Wherever you look, you find tools and resources to help you migrate from something that is not Cosmos DB, to Cosmos DB. The Cosmos DB migration utility tool can only export a JSON file at most, but that can rarely be good enough if you need to move around more than a handful of documents.
Assume that you decided to move your data out of Cosmos DB. I ain’t asking you why. Either way, you’re gonna have a very hard time finding a ready made solution for this.
I recently had such a use case for a client. They wanted to migrate their data from Cosmos DB to SQL Server. They figured out that they would benefit from it both in terms of costs as well as performance in their particular scenario.
It took me a while to realize that I’m not going to find a publicly available migration tool for the job. So… You guessed it… I decided to make one on my own.
Building a simple dotnet console app wasn’t too hard actually. There were a few quirks to work out, such as how to stream a lot of data from Cosmos DB without it timing out, or how to efficiently insert a bulk of data into SQL Server. Eventually, I got it working. Well… Roughly.
The app has a configuration file to let you easily configure a bunch of important stuff, such as connection details to your source and destination, and a few other settings.

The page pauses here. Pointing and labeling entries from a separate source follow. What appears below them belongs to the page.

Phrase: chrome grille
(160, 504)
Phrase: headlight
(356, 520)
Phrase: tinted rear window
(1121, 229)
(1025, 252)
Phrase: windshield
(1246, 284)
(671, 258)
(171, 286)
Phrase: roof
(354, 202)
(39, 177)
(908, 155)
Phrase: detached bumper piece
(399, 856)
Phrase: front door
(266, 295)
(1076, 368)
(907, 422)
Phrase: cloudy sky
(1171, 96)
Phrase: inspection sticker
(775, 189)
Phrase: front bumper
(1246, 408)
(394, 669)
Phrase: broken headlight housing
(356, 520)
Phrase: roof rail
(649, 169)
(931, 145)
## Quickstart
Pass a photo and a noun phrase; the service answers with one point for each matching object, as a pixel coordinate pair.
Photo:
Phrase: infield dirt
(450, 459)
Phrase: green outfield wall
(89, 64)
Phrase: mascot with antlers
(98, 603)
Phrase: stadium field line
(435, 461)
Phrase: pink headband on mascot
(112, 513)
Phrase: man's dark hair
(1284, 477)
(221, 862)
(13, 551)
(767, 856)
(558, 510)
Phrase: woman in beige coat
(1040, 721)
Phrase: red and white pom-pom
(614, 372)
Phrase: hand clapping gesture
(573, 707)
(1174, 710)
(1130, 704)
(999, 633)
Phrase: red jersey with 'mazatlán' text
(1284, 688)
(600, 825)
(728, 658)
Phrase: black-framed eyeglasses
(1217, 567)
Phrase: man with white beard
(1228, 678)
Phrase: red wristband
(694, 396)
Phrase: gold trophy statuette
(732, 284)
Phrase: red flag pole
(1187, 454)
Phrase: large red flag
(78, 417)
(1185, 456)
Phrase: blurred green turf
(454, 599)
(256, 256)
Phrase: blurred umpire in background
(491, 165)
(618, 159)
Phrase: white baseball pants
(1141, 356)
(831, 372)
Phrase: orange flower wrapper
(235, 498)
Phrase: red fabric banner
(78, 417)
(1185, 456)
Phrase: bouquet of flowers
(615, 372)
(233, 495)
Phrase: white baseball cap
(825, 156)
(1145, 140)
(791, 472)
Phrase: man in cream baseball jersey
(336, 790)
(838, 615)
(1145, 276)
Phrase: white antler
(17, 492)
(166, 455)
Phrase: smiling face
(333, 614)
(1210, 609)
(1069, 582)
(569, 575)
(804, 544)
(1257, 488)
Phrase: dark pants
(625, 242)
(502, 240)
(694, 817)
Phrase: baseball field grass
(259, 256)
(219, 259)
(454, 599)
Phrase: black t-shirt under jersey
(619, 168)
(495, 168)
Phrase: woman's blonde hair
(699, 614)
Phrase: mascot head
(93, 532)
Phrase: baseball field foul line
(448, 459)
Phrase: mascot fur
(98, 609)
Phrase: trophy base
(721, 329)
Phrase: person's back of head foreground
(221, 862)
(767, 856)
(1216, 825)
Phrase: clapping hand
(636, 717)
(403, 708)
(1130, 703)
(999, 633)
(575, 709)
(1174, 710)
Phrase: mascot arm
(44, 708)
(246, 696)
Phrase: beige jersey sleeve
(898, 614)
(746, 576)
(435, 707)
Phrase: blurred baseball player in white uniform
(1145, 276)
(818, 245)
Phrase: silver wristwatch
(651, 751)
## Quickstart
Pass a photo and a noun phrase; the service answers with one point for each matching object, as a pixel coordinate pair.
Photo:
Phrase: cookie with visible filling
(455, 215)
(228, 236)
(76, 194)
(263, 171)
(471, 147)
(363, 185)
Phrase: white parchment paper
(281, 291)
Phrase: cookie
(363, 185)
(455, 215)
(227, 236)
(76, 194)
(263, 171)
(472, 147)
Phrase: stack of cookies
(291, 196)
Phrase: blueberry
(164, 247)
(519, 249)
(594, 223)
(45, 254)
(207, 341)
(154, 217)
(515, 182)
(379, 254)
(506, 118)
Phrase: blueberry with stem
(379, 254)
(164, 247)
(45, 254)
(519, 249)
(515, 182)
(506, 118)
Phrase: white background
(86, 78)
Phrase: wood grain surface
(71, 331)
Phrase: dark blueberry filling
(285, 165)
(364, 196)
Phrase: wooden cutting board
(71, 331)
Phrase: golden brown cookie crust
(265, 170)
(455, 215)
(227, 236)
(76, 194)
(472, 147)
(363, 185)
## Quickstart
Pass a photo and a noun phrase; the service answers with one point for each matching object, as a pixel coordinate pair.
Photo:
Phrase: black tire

Other than that, it’s as straightforward as can be.
{
"CosmosDB": {
"sourceEndPoint": "https://<cosmosdbaccount>.documents.azure.com:443/",
"sourceAuthKey": "<CosmosDbAccessKey>",
"sourceDatabase": "CosmosDbDatabase",
"sourceCollection": "CosmosDbCollection",
"sourceQuery": "SELECT c.Field1, c.Field2, c.Field3 FROM c",
"sourceMaxCountPerFetch": 1000
},
"SQLServer": {
"targetHost": "<TargetSqlServerName>.database.windows.net",
"targetDatabase": "SqlDatabaseName",
"targetUsername": "SqlUsername",
"targetPassword": "SqlPassword",
"rowsPerChunk": 5000,
"mergeProcedure": null,
"useBulkCopy": true,
"targetTable": "dbo.SqlTargetStagingTable",
"truncateTargetTable": true,
"targetProcedureTVP": "SqlStoredProcedureWithTVP",
"maxRetries": 10,
"delaySecondsBetweenRetries": 30
},
"FieldsToCopy": [
"Field1",
"Field2",
"Field3"
]
}
How does this work
The general idea is this:
The app executes a Cosmos DB query and collects a number of records into its “buffer”.
Once that “buffer” reaches a certain number of records (configurable), it’s time to “flush” it into the SQL Server. That could be either a database table receiving a Bulk Copy stream, or a stored procedure receiving a table valued parameter (again, configurable).
After the buffer is flushed, we have the option to execute a “merge” procedure. This is a stored procedure that would implement an “upsert” logic from the “staging” table and into the actual destination table.
The merge procedure is optional (yup, configurable). If you don’t specify it in the settings then the app continues onto the next group of records without executing a stored procedure between flushes.
Additionally, there’s the “FieldsToCopy” configuration which holds a simple string array of the columns that we would want to actually copy over from the CosmosDB results to the SQL Server target. This should be useful when you cannot guarantee that all the fields that you want are always returned with values from the CosmosDB query (after all, this is a NoSQL document-based database we’re dealing with, so a field might exist and might not).
There isn’t much sophistication beyond that in the app, even though there’s plenty more that could’ve been added.
Where to get it
As usual, I’m using GitHub for my open-source projects. I created a new repository to host this project and it’s available here:
https://github.com/MadeiraData/CosmosDb-to-MSSQL-Migration
Feel free to download, experiment, and contribute (issues, pull requests… you know the drill).